Ø  Protection of the data transfers: We need protection for our data against any sort of tampering or forgery by the outsiders during the transition. An assurance is important.  This objective is unconditionally met by this link encryption method.

- From security standpoint, a design is yielded by the link encryption that is highly reliable. 

- If in your organization some security parameter has been established that is strong enough, link encryption is the best technique for its maintenance. 

- A strict control is kept over the flow of physical documents through this security parameter. 

- The link encryption provides a complementary protection for the flow of the electronic documents. 

- We can have an environment with every data link that traverses the boundary having encryptors. 

- The documents will be kept within the parameter limits. 

- The data leaving the parameter will be protector by means of the encryptors. 

- Link encryption method is being used since years in banking organizations and military communications for providing secure links. 

- The link encryption uses the in-line encryptors as its building blocks.

- This hardware devices takes plain text and converts it into cipher text.

The encryptors have their own vulnerabilities as mentioned below:

Ø  Rewrite attacks: It is also known as the plain-text attack, it is used for forging the messages.

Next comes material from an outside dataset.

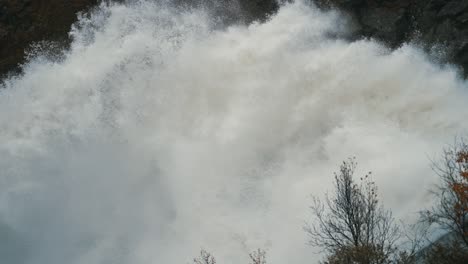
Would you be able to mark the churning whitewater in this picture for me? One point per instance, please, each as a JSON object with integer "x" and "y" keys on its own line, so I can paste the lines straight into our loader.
{"x": 159, "y": 133}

Few crypto algorithms are vulnerable to these attacks.

Ø  Replay attacks: Most of us think that the encrypted data is self-validating and so by matching the encryptor with its keys a sensibly de-crypting message can be generated. Since the encrypted data is accessible to the outsiders, they can also access the message that decrypts sensibly.

Ø  Covert signaling attacks: This attack is based on the idea that there is always a way to leak info if there exists an internal process that tries to do so.